The Nine Network says it feels no obligation to help members of a child recovery group left in jail after a botched kidnapping in Lebanon.
The network has been criticised for securing the release of its 60 Minutes crew and the mother of two children snatched in a Beirut street, but leaving members of the Child Abduction Recovery International (CARI) to the mercy of the Lebanese court system.
A spokeswoman for Nine confirmed to news.com.au that some compensation was paid to the father Ali Elamine to help secure their release but would not comment on how much money changed hands.
"There was compensation as announced by the judge, we are not discussing details," the spokeswoman said.
But when asked why Nine had not included the four members of CARI in the deal, she said: "They are not part of our team, they have their own legal advice and process to go through, we were journalists covering a story of an Australian mother trying to be reunited with her children."
When asked about suggestions Nine had abandoned the group, she said: "We had no contractual relationship with them in the first place and still have no obligations to them".
Responses to further questions were even more blunt.
Asked if Nine would be doing anything to assist the group, she said: "no".
And when asked whether Nine felt any obligation to the group and ensuring their release, there was another: "no".
The lawyer for the two men who led the kidnapping attempt, CARI's British-Australian boss Adam Whittington and British national Craig Michael, has already slammed Nine for abandoning the men.
"Ethically it wasn't appropriate for Channel Nine to arrange for a deal and not include the man they asked to execute for them something," Joe Karam told reporters outside the Palace of Justice.
The two men remain in jail over their role in the kidnapping attempt, and the fate of two Lebanese also charged over the operation remains unclear.
Former Labor leader Mark Latham said Nine should help the child recovery group.
"(If Nine) had any decency in the circumstances, having paid the so-called child recovery crew, they would have some regard for their interests instead of leaving them behind in the jail cell," Mr Latham told rival Seven breakfast show Sunrise.
But sympathy for the group could be limited.
Lawyer Ghassan Moghabghab told Channel Seven his client, mother Sally Faulkner, does not hold the Nine Network or the 60 Minutes crew responsible.
"They helped her in a way or another to pay the company who issue the action in Beirut," he said. "They wanted to get the scoop and they paid everything to help Sally try to reach her children."
But he added: "If she wants to blame somebody, I think she should blame the company that made up the job.
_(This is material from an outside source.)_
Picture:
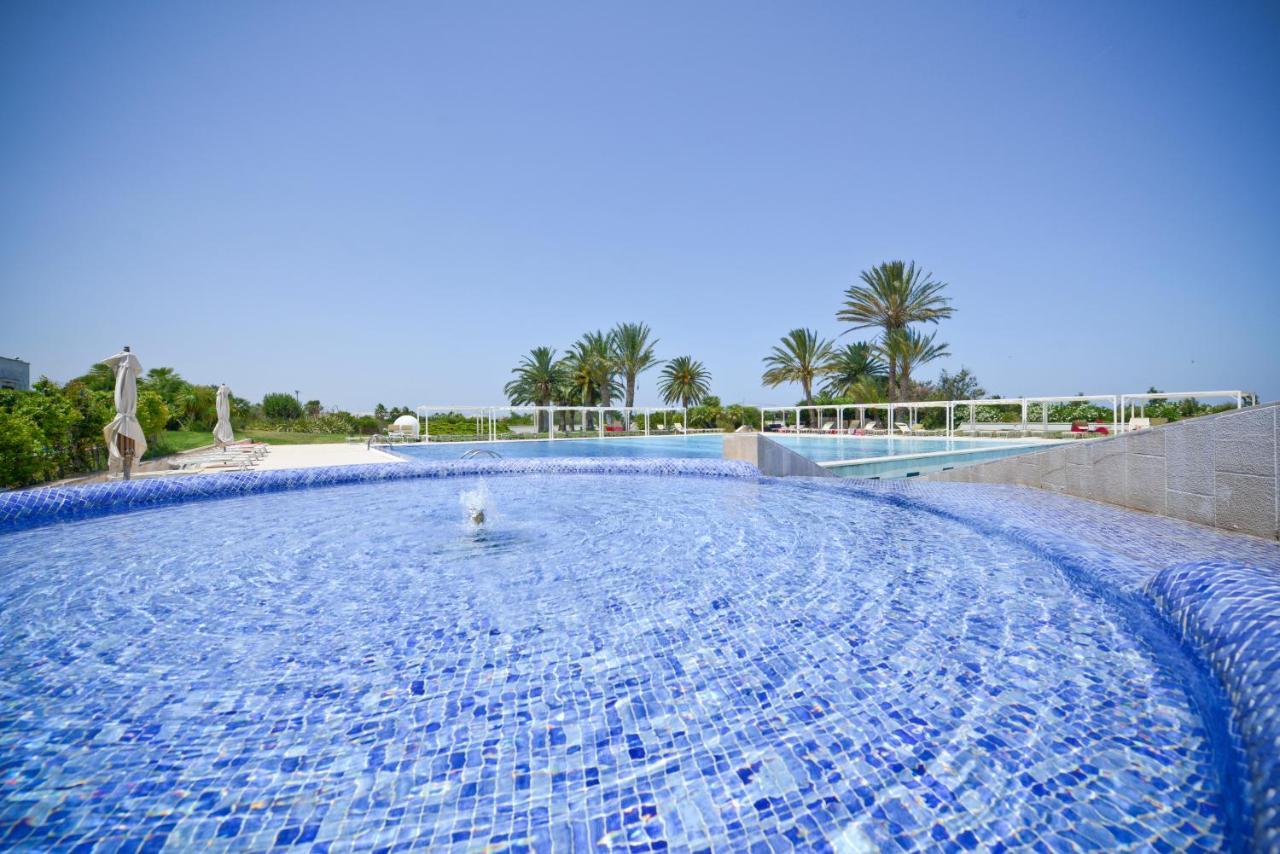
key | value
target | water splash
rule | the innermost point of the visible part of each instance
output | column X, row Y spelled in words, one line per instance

It was an unprofessional job."
Lawyer Wafa Hoballah of WJH Law Group has dealt with the legal system in Lebanon, and said the men were being treated differently to the mother and television crew.
"But they committed more of a crime than others, yes the crew were shooting but these were the ones who actually did the kidnapping. They pushed the grandmother and grabbed the children," the US based lawyer told news.com.au.
However, she said the lawyer representing the men was well-known in the country and it was likely an agreement would be reached with political support from government representatives.
She said there was no way the first agreement between 60 Minutes, the mother and father would have been reached so quickly otherwise.
"So I think there will be a settlement, but probably it won't be as quick as they hoped," she said.
As to whether Nine should help the group, Ms Hoballah said any arrangement between them was simply a business deal.
"I see it as a business deal so if the business deal says they are not responsible (if something goes wrong) then they are not responsible," she said.
"I think it's a good strategy for Channel Nine to distance themselves from the group's actions,
particularly because they pushed the grandmother.
"Sure they were paid (for the kidnapping) but no force had to be used, there was no reason to do that."
Others have also been critical of the kidnapping.
Rival agency Child Rescue Australia described the attempted abduction as dangerous and amateurish.
Earlier this month, the men seized two children from a Beirut street as they were walking with their Lebanese grandmother.
They were taken to a safe house south of Beirut but were soon arrested along with the 60 Minutes crew who were filming the operation.
"Do they think they are the SAS taking Bin Laden off the street? It was bizarre," Col Chapman previously told news.com.au, referring to the failed sting by his main rival.
He said the TV crew were lucky not to be shot given "guns are everywhere" in Lebanon.
"Doing it in a busy street, underneath CCTV cameras ... I don't know if you saw the footage but that's horrific what the kids were exposed to," Mr Chapman told ABC radio.
"They were spear-tackled almost into the back of the car. I'm very critical of it, as you can guess. (It was) very amateurish, very dangerous."
Ms Faulkner and the 60 Minutes crew were released from jail Wednesday afternoon (local time) after father Ali Elamine agreed to drop his personal charges against them.
The 60 Minutes crew - journalist Tara Brown, producer Stephen Rice, cameraman Ben Williamson and sound recordist David Ballment - flew out of Lebanon early on Thursday (AEST).
Ms Faulkner remains in Beirut for another day to visit the courtroom to see her children, Lahela, 5, and Noah, 3, and sort out custody arrangements.